Saturday, August 30, 2014

Domestic Terrorism – Words Matter



Sometimes the government is not as stupid as it seems.  It just seems to be as stupid as it seems.   A number of (mostly conservative – example http://www.washingtontimes.com/news/2014/aug/29/fbi-homeland-terror-assessment-omits-islamist-thre/ ) media sources have objected to the just released National Threat Assessment for Domestic Extremism because it does not list Muslim radicals as a threat. They are wrong. The omission is not as grave as it seems.
Domestic Terrorism is an act of terrorism conducted by a domestic resident over a domestic issue.  White separatists, Black Power advocates, animal rights extremists, some work place attackers -- all are domestic actors upset about purely domestic issues. This was the subject of the disputed report.

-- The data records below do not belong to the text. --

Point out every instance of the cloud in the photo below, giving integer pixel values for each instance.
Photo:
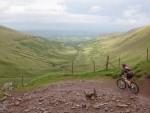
(79, 13)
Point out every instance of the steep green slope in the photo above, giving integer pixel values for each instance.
(25, 54)
(130, 47)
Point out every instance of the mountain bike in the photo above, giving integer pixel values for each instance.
(122, 84)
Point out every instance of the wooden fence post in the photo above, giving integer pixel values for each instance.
(147, 54)
(22, 80)
(94, 68)
(119, 62)
(72, 66)
(107, 62)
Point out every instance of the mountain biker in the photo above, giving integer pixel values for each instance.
(127, 72)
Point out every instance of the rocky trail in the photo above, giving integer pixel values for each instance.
(69, 97)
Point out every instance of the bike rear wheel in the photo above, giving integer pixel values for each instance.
(121, 84)
(134, 88)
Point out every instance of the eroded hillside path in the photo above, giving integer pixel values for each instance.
(68, 97)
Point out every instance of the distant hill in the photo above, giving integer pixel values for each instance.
(22, 53)
(130, 47)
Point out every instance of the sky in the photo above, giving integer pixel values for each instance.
(75, 15)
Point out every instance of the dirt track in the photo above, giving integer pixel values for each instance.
(68, 97)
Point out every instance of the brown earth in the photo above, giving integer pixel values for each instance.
(69, 97)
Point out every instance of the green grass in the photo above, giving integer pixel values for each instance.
(29, 55)
(43, 61)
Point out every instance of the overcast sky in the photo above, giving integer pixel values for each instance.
(96, 15)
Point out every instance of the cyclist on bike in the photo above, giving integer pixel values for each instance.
(127, 72)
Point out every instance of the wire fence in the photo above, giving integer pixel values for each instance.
(75, 66)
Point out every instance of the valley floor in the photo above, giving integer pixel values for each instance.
(68, 97)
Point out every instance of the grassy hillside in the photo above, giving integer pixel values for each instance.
(130, 47)
(29, 55)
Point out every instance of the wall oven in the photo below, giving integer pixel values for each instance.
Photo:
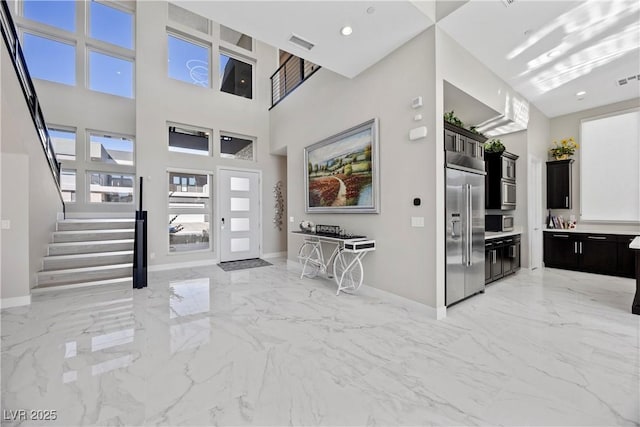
(499, 222)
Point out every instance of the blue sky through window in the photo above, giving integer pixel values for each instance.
(41, 53)
(61, 14)
(188, 62)
(109, 74)
(111, 25)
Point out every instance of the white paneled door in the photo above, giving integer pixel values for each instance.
(239, 219)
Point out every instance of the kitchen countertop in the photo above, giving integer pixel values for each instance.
(499, 234)
(594, 231)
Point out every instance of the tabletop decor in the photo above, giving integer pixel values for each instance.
(341, 172)
(563, 150)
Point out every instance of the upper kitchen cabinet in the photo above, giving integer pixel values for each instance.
(559, 184)
(500, 181)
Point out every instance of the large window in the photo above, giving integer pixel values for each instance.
(107, 187)
(64, 143)
(236, 77)
(111, 25)
(609, 164)
(190, 141)
(110, 74)
(236, 147)
(111, 149)
(189, 211)
(60, 14)
(188, 61)
(49, 59)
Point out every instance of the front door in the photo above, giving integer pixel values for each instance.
(239, 217)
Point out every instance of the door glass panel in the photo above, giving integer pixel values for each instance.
(240, 245)
(239, 224)
(239, 184)
(239, 204)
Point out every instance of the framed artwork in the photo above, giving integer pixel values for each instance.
(342, 172)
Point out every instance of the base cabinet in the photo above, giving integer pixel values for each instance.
(592, 253)
(501, 257)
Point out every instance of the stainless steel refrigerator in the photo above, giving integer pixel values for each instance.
(465, 232)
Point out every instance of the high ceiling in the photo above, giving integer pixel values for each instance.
(549, 51)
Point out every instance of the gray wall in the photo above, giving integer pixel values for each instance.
(30, 199)
(569, 125)
(405, 260)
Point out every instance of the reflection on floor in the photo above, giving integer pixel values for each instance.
(262, 347)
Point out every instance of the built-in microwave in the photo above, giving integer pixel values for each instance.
(498, 222)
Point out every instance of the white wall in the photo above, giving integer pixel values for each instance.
(405, 260)
(30, 199)
(569, 125)
(160, 99)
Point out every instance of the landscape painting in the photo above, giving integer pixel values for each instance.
(341, 172)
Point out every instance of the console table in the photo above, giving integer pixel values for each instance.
(346, 258)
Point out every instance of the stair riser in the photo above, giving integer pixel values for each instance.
(83, 237)
(49, 279)
(79, 226)
(55, 264)
(90, 248)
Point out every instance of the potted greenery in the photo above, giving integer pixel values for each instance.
(565, 149)
(494, 146)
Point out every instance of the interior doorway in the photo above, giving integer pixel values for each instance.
(239, 214)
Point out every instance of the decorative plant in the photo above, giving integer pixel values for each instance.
(567, 147)
(494, 146)
(453, 119)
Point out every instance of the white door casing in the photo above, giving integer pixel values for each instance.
(239, 214)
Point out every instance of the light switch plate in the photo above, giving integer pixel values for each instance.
(417, 221)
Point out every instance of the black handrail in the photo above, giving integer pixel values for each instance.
(289, 75)
(10, 36)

            International Terrorism is an act of terrorism by an international actor over an international issue. The 9/11 attackers were foreign nationals unhappy about US actions overseas.
            Homegrown Terrorism is an act of terrorism by a domestic resident over an international issue. The Boston Bombing was an act of Homegrown Terrorism. 
            So the FBI report is correct -- I do not know of any Muslim radicals or Muslim groups who are threatening to mount terrorist attacks in the US over purely domestic issues.
            Is there a reason to make such distinctions?  Yes.  If the motivations and capabilities are different, then the analysis and counter actions must be different. The Cosa Nostra’s deliberate murder of a judge, and an individual’s impulsive of murder a spouse are both murders, but should be approached quite differently.  The same is true of terrorism.
            Are the definitions really as clear as I have suggested?  No.  The Department of State  and Department of Justice are still using different definitions of terrorism in their programs, so it is no surprise that there is confusion even among experts.
            And by the way -- this distinction is going to get sticky in the near future.  What should we call the crime in England where a radical Muslim murdered a member of the British Army band in the street?  The attacker was a domestic resident. But was he motivated by unhappiness about Britain's involvement overseas, or the role of Muslims in British society at home?  That's not clear, maybe even to him. So was he a homegrown terrorist or domestic terrorist? 
            Here is one final question. It should have been clear to anyone who works these issues that the American press and the American people would be confused by the new report. Why not explain this distinction up front?
Great question.  I have no answer.  But this seems to be in the tradition of saying and doing things destined to alarm the public, then refusing to explain the action.  Like buying billions of rounds of hollow point ammunition, then claiming it is to protect post offices. Seems pretty stupid.  Maybe it's not. But it sure seems that way.